McClain Gallery is pleased to present Particles of Light, an exhibition of recent works by Katsumi Hayakawa. For the artist’s sixth exhibition at the gallery, Hayakawa presents paper works alongside large-scale multi-panel paintings that employ metallic paint or materials as a means to capture light within two-dimensions. The title of the show, Particles of Light, refers simultaneously to light’s potentiality as subject matter as well as its most elemental properties. The artist will be in Houston for a reception on Thursday, September 12, 2019 from 6-8 pm.

In rendering optical phenomena, Hayakawa considers this pursuit an exploration of the physics of light itself.  His influences include J.M.W. Turner and Paul Cézanne who set out to be painters of light using landscape as their vehicle. The early 20th century brought even more explorations of non-traditional subject matter to the table: Impressionism and atmospheric qualities of light, Futurism and motion, Fauvism and color. Just as the Futurists explored movement at the turn of the century, the kinetic effect found in Hayakawa’s works reflect movements of the body through space. Light, here, is used to mirror the subjectivity of the viewer back to themselves and to deepen Hayakawa’s own exploration of his long-lasting concerns: density of life in the modern urban age, our range of abilities to perceive busy visual fields, and abstraction at large.  

While examining the impression of architectural density, his intricate paper constructions maintain the delicate nature of the material at hand. Fastidiously hand-crafted piece by piece, Hayakawa’s paper constructions play with the compositional idea of void vs. solid to amplify spatial relationships between alternative realities and urban spaces.

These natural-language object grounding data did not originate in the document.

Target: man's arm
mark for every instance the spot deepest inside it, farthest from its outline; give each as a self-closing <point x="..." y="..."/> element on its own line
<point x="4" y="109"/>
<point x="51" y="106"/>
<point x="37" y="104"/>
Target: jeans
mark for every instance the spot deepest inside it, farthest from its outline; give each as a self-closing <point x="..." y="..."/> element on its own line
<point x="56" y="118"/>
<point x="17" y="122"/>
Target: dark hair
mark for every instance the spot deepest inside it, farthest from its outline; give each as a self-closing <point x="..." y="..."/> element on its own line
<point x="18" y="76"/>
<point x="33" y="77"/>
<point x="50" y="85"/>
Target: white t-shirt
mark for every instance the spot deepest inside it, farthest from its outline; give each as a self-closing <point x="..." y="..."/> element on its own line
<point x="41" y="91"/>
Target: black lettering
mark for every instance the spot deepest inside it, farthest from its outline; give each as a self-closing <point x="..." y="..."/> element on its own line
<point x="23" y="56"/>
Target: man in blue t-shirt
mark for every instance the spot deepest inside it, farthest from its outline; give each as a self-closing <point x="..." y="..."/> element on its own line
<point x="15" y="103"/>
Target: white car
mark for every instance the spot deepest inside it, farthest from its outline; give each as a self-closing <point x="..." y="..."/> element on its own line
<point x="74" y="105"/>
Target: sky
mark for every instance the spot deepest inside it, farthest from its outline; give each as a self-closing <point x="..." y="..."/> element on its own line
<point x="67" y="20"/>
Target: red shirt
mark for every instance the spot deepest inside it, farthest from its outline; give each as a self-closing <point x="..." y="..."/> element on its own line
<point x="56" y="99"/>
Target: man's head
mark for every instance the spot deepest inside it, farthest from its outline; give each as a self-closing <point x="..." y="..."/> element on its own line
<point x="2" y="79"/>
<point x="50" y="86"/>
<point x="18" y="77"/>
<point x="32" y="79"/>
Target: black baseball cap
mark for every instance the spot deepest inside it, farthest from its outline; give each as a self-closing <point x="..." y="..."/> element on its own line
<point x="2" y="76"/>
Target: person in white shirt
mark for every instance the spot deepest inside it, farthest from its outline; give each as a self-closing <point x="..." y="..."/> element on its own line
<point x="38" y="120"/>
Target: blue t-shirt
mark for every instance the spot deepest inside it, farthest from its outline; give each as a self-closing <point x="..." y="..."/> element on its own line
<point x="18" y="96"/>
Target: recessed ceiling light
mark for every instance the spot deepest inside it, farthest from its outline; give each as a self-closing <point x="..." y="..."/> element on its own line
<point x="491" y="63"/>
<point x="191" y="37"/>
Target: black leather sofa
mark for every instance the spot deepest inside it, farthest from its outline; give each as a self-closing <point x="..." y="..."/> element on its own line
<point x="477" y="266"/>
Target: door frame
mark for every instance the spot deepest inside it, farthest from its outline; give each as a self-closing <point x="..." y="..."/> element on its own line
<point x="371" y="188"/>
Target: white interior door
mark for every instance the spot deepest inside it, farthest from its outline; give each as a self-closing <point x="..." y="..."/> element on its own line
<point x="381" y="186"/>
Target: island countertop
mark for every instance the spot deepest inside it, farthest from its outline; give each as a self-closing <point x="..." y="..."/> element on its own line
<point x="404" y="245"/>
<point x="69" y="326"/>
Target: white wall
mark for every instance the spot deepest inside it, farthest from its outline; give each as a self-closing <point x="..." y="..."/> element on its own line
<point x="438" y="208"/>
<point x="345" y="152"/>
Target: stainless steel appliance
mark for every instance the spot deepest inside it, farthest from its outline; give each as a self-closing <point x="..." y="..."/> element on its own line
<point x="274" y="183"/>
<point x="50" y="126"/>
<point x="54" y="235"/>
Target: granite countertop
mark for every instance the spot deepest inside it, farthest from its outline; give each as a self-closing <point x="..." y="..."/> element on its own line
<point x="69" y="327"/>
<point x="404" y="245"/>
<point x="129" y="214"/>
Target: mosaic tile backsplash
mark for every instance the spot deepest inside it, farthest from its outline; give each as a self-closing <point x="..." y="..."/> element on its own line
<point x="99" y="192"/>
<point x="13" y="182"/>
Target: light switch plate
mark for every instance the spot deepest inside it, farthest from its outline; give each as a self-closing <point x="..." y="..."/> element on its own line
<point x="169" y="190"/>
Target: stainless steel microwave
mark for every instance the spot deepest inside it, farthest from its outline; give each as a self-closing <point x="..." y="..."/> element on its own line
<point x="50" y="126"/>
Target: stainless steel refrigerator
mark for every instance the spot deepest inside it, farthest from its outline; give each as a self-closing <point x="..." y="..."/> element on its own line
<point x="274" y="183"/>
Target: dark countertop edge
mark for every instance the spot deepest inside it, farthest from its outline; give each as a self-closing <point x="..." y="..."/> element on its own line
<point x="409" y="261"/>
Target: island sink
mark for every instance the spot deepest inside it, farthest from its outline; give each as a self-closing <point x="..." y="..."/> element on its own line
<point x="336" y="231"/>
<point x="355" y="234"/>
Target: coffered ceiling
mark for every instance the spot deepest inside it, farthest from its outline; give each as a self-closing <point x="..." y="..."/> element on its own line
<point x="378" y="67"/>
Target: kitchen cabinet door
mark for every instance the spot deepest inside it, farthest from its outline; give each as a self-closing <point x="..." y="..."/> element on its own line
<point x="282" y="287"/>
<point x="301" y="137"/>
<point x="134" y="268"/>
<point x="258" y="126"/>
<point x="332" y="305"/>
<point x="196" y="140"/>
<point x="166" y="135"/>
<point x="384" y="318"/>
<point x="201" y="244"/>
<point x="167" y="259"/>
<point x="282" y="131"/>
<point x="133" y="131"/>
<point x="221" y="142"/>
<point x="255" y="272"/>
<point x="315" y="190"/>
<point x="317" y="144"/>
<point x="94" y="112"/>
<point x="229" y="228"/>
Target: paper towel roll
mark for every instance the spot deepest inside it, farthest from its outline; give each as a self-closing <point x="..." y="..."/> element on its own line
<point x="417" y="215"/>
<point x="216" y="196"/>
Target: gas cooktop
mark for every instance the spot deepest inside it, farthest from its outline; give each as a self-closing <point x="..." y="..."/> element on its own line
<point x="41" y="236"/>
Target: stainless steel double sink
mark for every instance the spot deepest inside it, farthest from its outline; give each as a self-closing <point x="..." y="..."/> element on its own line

Here, his inclusion of reflective metallic materials evokes images of microchips and circuit boards, probing the relationship between the real and the virtual, what is natural and what is fabricated.  

The atmospheric scale and lacquer-like surface of the multi-panel works evoke historic Japanese screen paintings, but rather than rendering a naturalist landscape, Hayakawa nears Abstract Illusionism to render an otherworldly space filled with the energy of pure light.  For Hayakawa the qualities of metallic paint allow light to “be integrated into the surface of [his] work through the interplay of reflection and refraction.” The paintings offer views of scenes usually unseen by the human eye, be they micro-particles, macro-astral bodies, or the depiction of spaces beyond our physical existence.

Katsumi Hayakawa (b. 1970, Tochigi, Japan; lives and works in Tokyo) received his BFA from Nihon University College of Arts, Tokyo and his MFA from the School of Visual Arts in 1998. Hayakawa's works were the focus of a solo exhibition at Lesley University at Cambridge, Massachusetts in 2018 and have been exhibited internationally at Taipei Fine Arts Museum, Taipei, Taiwan; Tokyo Wonder Site Shibuya, Tokyo, Japan; Yusto/Giner, Marbella, Spain; and Gallery MoMo, Tokyo, Japan, Rujswijk Museum, The Netherlands and throughout the U.S. His work is included in the collections of Louis Vuitton, Hong Kong and London; CAC Malaga, Spain; the American Embassy, Dubai; Target; The Royal Bank of Scotland; Entergy-Koch and Vincent & Elkins Law Firm, Houston.